At least four people have died in the past fortnight of xenophobic rioting, fuelled by widely-held beliefs that the country’s economic woes are being caused by foreign nationals.
And while police spokesman Colonel Jay Naicker said there was no further violence in the coastal city of Durban, where a peace rally took place on Thursday, the authorities were forced to cordon off Johannesburg’s foreign-owned shops against an increasingly angry crowd.
Around 100 foreigners spent the night in a Johannesburg police station to seek protection from the mob, while others sheltered in a community centre.
At least 18 people were arrested, the city’s police Colonel Lungelo Dlamini said, and officers fired tear gas and rubber bullets to disperse the crowd.
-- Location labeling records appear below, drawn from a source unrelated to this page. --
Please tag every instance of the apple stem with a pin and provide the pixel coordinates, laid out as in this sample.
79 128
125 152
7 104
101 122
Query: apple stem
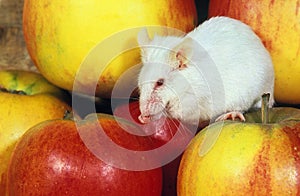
265 108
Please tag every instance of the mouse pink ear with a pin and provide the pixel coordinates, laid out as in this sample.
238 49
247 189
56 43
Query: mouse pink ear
183 52
143 37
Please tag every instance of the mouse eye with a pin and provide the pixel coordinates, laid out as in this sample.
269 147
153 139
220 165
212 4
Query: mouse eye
159 82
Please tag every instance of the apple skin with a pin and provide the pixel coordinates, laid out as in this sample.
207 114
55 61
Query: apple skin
162 135
34 100
277 24
51 158
248 158
60 34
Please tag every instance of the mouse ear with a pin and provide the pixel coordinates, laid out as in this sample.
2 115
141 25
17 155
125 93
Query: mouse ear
143 37
184 52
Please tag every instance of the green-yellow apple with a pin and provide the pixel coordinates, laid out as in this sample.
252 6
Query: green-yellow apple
58 157
60 34
26 98
248 158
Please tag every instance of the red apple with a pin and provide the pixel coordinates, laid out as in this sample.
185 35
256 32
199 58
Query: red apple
58 157
161 132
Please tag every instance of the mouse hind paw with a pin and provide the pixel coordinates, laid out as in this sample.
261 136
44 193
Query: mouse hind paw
231 116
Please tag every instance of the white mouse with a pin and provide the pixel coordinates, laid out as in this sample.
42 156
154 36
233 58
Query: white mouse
217 71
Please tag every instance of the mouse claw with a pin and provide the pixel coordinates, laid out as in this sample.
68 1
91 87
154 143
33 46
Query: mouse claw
144 119
231 116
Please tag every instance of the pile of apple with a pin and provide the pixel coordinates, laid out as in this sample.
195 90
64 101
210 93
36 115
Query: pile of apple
49 147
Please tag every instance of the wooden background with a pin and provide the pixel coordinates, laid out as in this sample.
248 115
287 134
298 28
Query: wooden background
13 53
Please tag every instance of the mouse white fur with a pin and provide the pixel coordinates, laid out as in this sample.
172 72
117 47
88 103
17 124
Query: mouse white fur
217 71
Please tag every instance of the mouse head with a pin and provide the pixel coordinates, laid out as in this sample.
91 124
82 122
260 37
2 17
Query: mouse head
162 79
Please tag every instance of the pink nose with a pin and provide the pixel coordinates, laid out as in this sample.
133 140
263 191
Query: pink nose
144 118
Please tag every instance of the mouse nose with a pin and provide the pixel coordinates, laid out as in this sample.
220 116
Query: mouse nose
144 118
159 82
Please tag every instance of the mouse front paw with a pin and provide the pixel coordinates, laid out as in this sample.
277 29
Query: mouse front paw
231 116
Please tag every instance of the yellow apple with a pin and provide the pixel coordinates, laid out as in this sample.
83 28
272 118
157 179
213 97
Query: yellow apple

And after an immigrant vigilante group armed themselves with machetes to defend against the attackers, South African officials sought international support to end the “demon” of xenophobic violence.
“We believe that working together we can defeat this,” South African Foreign Minister Maite Nkoana-Mashabane said after a meeting in Pretoria with diplomats from across Africa. “We all have to nip this in the bud.”
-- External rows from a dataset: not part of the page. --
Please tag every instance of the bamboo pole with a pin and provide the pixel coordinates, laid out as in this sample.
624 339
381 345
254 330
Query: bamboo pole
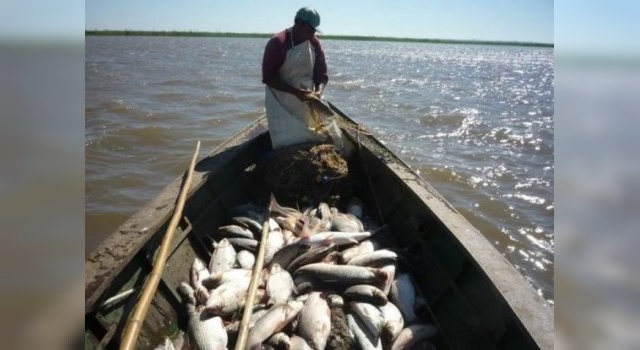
135 322
253 286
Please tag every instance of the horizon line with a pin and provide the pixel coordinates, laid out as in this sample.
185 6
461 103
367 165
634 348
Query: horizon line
130 32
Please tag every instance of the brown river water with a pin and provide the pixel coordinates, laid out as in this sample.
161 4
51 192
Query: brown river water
476 122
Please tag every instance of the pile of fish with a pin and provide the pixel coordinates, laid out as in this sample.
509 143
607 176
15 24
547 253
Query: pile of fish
326 284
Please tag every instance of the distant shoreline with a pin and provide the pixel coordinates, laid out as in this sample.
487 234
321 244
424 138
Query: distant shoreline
324 37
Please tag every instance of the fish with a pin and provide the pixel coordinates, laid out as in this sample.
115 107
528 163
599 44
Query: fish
361 335
288 253
298 343
393 321
279 340
370 315
218 278
378 258
223 257
323 211
199 272
413 335
366 293
205 332
272 322
313 255
165 345
314 321
244 243
339 238
245 259
275 242
340 274
251 224
280 285
345 223
340 337
228 298
231 231
403 294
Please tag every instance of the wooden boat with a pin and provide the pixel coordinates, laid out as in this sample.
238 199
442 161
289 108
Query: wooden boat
475 297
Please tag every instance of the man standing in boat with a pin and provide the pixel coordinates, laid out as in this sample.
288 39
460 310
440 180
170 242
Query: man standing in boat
295 73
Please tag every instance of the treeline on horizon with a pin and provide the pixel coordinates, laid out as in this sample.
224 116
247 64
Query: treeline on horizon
324 37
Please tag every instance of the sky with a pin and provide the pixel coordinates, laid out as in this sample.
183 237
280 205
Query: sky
496 20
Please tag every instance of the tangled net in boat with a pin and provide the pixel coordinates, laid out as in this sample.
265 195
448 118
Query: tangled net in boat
296 171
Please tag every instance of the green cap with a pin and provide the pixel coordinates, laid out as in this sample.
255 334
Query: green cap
310 16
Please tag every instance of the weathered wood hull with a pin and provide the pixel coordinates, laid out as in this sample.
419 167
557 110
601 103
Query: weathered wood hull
475 297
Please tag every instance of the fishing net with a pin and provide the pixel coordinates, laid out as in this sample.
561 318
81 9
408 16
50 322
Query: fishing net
306 173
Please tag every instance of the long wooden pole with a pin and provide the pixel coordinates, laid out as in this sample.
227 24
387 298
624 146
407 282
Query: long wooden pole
135 322
253 286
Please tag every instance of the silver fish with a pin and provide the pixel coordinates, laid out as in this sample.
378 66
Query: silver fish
412 335
288 253
390 270
361 335
279 340
275 242
245 259
393 321
279 211
323 211
228 298
206 332
370 315
314 322
377 258
218 278
340 337
298 343
230 231
345 223
341 274
244 243
223 257
339 238
272 322
403 294
366 293
279 285
313 255
165 345
199 272
244 221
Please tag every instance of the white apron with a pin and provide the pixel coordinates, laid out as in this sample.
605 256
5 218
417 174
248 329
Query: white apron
289 118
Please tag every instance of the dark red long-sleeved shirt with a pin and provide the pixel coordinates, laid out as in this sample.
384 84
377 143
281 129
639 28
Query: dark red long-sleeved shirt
276 51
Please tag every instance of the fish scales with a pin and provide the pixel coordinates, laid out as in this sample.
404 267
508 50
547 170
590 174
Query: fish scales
341 273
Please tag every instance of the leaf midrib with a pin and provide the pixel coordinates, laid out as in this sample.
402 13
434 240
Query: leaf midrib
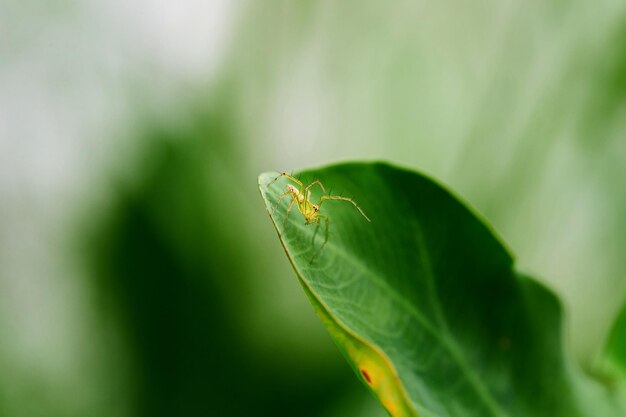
445 339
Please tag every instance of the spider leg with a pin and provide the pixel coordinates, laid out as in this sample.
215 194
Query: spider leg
336 197
284 174
326 224
285 194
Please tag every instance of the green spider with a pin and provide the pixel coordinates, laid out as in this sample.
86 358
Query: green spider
301 198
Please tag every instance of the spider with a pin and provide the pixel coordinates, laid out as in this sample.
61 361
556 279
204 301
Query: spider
301 197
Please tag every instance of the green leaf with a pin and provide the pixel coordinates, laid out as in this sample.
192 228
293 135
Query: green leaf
424 301
614 360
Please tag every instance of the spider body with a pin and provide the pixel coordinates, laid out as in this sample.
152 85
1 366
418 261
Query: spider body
301 198
310 211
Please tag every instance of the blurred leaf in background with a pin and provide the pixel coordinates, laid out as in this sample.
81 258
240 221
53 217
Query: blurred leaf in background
138 275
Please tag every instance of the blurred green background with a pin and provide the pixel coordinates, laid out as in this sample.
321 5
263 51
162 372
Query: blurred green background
139 273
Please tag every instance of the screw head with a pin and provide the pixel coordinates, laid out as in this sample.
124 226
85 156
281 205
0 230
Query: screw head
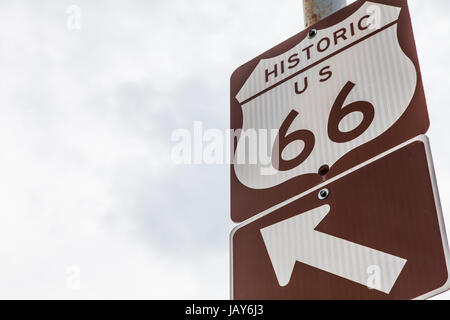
323 170
312 33
323 194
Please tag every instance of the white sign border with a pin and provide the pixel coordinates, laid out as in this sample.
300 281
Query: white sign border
420 138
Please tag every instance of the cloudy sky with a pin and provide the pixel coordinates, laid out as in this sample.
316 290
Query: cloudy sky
91 205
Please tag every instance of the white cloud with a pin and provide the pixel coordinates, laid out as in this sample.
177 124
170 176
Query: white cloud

A number of governments from across the continent have offered to evacuate their nationals, including Kenya. Malawi has hired buses to repatriate 500 of its nationals, but Information Minister Kondwani Nankhumwa urged South Africa to provide greater protection for immigrants – echoing calls from China and the African Union.
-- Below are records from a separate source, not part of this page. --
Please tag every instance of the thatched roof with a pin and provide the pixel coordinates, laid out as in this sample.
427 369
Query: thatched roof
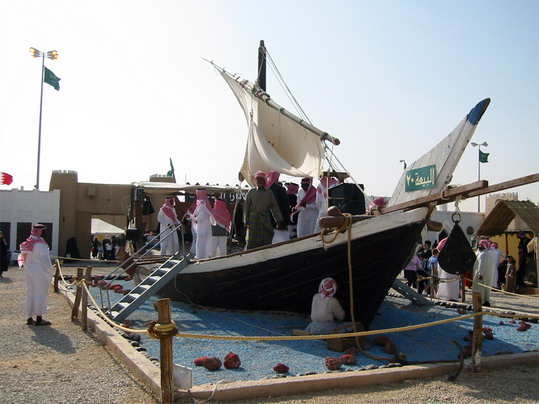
504 212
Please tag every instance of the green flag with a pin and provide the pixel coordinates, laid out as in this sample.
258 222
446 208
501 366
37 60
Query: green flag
483 157
52 79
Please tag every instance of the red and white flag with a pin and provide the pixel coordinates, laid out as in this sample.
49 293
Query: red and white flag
5 178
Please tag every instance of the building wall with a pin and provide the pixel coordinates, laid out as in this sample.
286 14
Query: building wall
20 206
80 202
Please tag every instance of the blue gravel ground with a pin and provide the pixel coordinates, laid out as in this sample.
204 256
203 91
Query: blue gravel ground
303 357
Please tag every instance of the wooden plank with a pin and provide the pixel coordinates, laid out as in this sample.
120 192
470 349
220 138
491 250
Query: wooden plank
477 188
445 196
529 179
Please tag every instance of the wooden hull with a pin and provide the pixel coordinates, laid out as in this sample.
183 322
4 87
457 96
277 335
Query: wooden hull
285 277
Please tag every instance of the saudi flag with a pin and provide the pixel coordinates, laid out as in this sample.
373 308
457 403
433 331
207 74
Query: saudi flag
52 79
483 157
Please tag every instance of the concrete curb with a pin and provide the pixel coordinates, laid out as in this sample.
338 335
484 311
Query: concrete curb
138 365
149 375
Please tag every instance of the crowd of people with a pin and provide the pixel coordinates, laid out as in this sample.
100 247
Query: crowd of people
106 249
492 270
272 212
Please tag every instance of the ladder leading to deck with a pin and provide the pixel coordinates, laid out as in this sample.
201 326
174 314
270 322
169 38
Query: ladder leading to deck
146 289
410 294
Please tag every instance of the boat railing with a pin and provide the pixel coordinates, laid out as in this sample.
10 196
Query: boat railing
138 257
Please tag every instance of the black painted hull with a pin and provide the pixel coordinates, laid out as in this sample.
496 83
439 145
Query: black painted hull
288 282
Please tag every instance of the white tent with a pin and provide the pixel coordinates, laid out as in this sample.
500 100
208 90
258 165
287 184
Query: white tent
100 227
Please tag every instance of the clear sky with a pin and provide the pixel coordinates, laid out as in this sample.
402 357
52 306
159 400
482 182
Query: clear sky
389 78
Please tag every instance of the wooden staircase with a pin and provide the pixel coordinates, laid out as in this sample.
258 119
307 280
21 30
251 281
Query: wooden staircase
147 288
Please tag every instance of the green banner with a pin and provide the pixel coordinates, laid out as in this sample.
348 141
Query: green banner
420 178
483 157
52 79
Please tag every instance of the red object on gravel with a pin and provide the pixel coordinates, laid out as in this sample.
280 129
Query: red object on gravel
381 340
200 360
348 359
212 363
281 368
232 361
333 363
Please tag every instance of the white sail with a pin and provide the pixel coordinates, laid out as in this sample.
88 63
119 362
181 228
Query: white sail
275 142
444 156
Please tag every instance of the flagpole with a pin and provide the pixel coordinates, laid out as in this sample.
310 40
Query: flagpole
35 53
40 114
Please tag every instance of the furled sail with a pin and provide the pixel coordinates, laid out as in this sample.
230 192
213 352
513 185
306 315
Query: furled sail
275 141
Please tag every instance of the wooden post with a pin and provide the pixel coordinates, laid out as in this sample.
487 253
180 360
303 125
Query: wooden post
84 313
76 304
56 277
167 359
462 288
477 340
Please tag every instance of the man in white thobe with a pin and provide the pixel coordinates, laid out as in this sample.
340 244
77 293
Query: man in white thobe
484 268
36 260
168 221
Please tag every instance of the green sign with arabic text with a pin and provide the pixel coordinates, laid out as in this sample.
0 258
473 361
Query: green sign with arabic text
420 178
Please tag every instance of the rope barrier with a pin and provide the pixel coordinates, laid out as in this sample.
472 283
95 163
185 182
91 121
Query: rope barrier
501 290
58 257
167 328
158 331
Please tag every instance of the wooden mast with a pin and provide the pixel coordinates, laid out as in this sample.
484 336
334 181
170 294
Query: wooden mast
261 76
South Africa, with a population of about 50 million, is home to an estimated 5 million immigrants, from countries including Somalia, Ethiopia, Zimbabwe and Malawi, and from further afield, including China and Pakistan. Many own shops or sell wares as informal hawkers on street corners or in markets.
Periodic outbreaks of anti-immigrant violence have been blamed on high unemployment, officially around 25 per cent – although economists say in reality much higher – widespread poverty and glaring income disparities.
The latest wave of unrest began after Zulu King Goodwill Zwelithini was quoted by local media as saying that foreigners should leave South Africa. He has since said his comments were misinterpreted and has urged residents to be calm.
Johannesburg was the centre of anti-foreigner attacks in 2008 that killed more than 60 people.